EU chief Brexit negotiator Michel Barnier holding the treaty (Photo by JOHN THYS/AFP via Getty Images)
Artillery Row

Should MPs read?

If our representatives aren’t reading these weighty documents, then who is?

Today the Prime Minister’s spokesman suggested that the Prime Minister had not read the trade deal with the EU that he signed. After being asked a number of times whether he had read every word, the best we got was that the Prime Minister was “fully aware” of its contents. When this produced unhelpful news stories, a spokesman hastily sent round a “correction” that the Prime Minister had read the deal. Although it did not say whether that included “every word”.

The question was asked because Fisheries Minister Victoria Prentis has come under fire for saying that she had not read it when it came out on Christmas Eve. She had been asked in a House of Lords Committee if her “jaw dropped” when she saw the part on fishing, but had to admit that she had been very busy during that period organising a nativity event. The fishing arrangements were heavily criticised by the industry who have branded the Prime Minister “Ted Heath 2.0”.

Ken Clarke, arguably the Tory party’s most unabashed Federalist, famously admitted he hadn’t read the Maastricht Treaty. In 2009 Labour’s Europe Minister Caroline Flint admitted to her shadow Mark Francois that she hadn’t read the Lisbon Treaty that she was guiding through parliament. Flint told him that she had “read some of it” and “been briefed on some of it”. Francois replied: “You are supposed to be Minister for Europe; how can you not have read the treaty?” Lisbon gave the EU huge new powers by abolishing national vetoes in several areas, created a new EU presidency, diplomatic service and gave the European Court of Justice jurisdiction over key elements of criminal legislation including arrests and sentencing. The revelation that she hadn’t taken the time to read it didn’t do the career of the admirably spiky and honest Blairite any favours.

Most MPs and ministers aren’t lawyers and would have struggled to understand the 1,246-page document

So perhaps the Prime Minister can be forgiven for only flicking through the executive summary. Most MPs and ministers aren’t lawyers and would have struggled to understand a lot of the 1,246-page document, and inevitably rely on advisors and civil servants to interpret it for them. That being said, Steve Baker, the former ERG chair is not a lawyer by background but the former RAF aerospace engineer read the lot, more or less. He said: “I went through the deal and all the associated documents from cover to cover. I fast forwarded through the reservations and one or two other relatively secondary parts, but I reviewed every page.”

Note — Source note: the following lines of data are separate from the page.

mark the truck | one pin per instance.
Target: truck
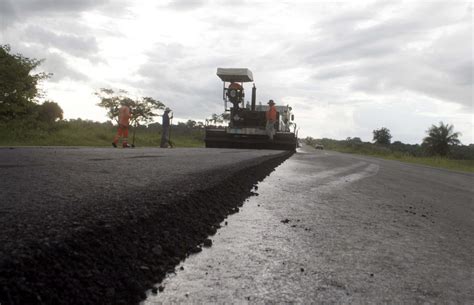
(247, 122)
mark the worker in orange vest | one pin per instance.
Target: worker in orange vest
(124, 121)
(271, 119)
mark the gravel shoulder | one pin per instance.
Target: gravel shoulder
(101, 226)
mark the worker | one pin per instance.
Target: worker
(124, 121)
(165, 134)
(271, 119)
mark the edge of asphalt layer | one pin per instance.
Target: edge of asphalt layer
(116, 263)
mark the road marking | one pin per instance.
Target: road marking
(369, 171)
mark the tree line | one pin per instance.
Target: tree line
(440, 140)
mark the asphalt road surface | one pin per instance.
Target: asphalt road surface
(101, 225)
(337, 228)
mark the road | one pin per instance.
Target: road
(337, 228)
(101, 225)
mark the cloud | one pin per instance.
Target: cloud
(185, 5)
(80, 46)
(430, 56)
(20, 10)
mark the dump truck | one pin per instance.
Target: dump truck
(247, 121)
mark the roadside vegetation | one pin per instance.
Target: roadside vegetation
(440, 148)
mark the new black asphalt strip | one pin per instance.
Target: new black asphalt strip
(101, 226)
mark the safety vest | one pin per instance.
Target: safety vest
(271, 114)
(124, 115)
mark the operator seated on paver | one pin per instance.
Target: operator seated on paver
(271, 119)
(124, 121)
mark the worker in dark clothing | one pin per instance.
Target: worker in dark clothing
(165, 134)
(271, 119)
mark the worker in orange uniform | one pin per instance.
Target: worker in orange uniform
(271, 119)
(124, 121)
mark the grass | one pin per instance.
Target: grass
(86, 133)
(385, 153)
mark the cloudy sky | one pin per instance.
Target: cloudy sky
(346, 67)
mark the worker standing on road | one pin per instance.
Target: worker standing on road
(124, 122)
(271, 119)
(165, 134)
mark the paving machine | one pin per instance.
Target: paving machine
(247, 122)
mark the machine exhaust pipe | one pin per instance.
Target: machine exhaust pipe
(254, 96)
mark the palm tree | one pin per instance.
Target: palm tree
(440, 138)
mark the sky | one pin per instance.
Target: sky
(346, 67)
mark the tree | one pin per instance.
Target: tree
(143, 109)
(440, 139)
(18, 84)
(382, 136)
(49, 112)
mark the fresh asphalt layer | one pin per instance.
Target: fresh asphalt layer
(101, 225)
(333, 228)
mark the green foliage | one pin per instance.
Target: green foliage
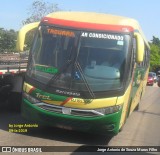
(155, 54)
(38, 10)
(7, 40)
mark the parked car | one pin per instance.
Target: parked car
(150, 80)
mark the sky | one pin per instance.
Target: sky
(146, 12)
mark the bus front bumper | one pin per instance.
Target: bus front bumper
(107, 124)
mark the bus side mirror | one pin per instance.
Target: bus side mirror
(140, 47)
(22, 35)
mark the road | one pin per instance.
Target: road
(141, 129)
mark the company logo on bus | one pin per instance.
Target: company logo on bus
(67, 92)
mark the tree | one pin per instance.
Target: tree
(7, 40)
(156, 41)
(38, 10)
(155, 54)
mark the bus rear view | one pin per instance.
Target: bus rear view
(80, 72)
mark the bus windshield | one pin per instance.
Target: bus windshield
(78, 60)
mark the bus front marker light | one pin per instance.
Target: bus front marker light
(109, 110)
(30, 98)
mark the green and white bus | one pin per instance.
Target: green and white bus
(86, 71)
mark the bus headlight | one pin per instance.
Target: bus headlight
(109, 110)
(30, 98)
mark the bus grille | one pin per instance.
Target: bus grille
(69, 111)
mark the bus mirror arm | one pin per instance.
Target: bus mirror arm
(140, 47)
(22, 35)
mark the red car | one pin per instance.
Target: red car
(150, 80)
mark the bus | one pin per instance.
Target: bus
(86, 71)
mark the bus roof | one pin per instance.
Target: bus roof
(99, 18)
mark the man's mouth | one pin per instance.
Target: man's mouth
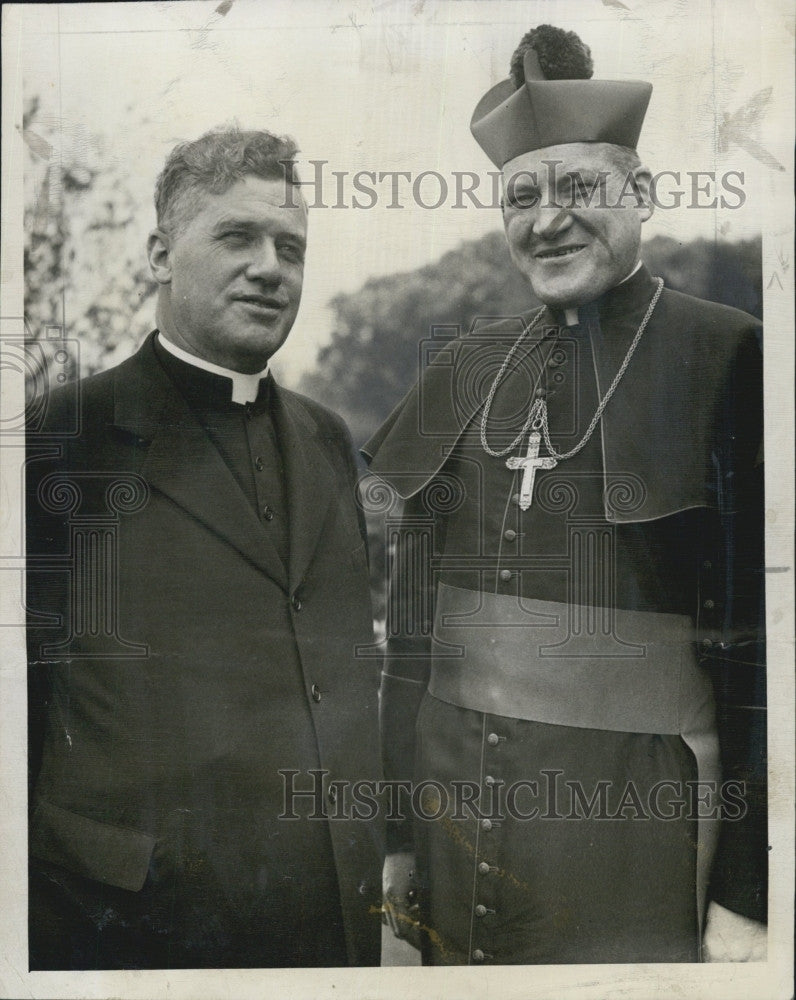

Mr Baker’s not a minister of course, so had the time to do so (even over Christmas) and he also waited to hear what the ERG’s “star chamber” had to say before he decided how to vote. But isn’t actually reading the documentation what people expect of their MPs, let alone Cabinet Ministers? This isn’t you or me impatiently ticking ACCEPT for some biblical-length T&Cs a social media giant presents us with. The old dictum that ‘advisors advise and Ministers decide’ breaks down a bit if the advisors are the ones interpreting the documents for their Ministers – and spinning their own handiwork to those ministers, having negotiated the deal.

Steve Baker notoriously read Theresa May’s Chequers plan when he was a junior Brexit Minister and even resigned over it. For Prentis, daughter of the amiable, deeply wet Europhile ex-Tory MP, Tim Boswell, the deal was never likely to be a resigning matter, even if she had read it.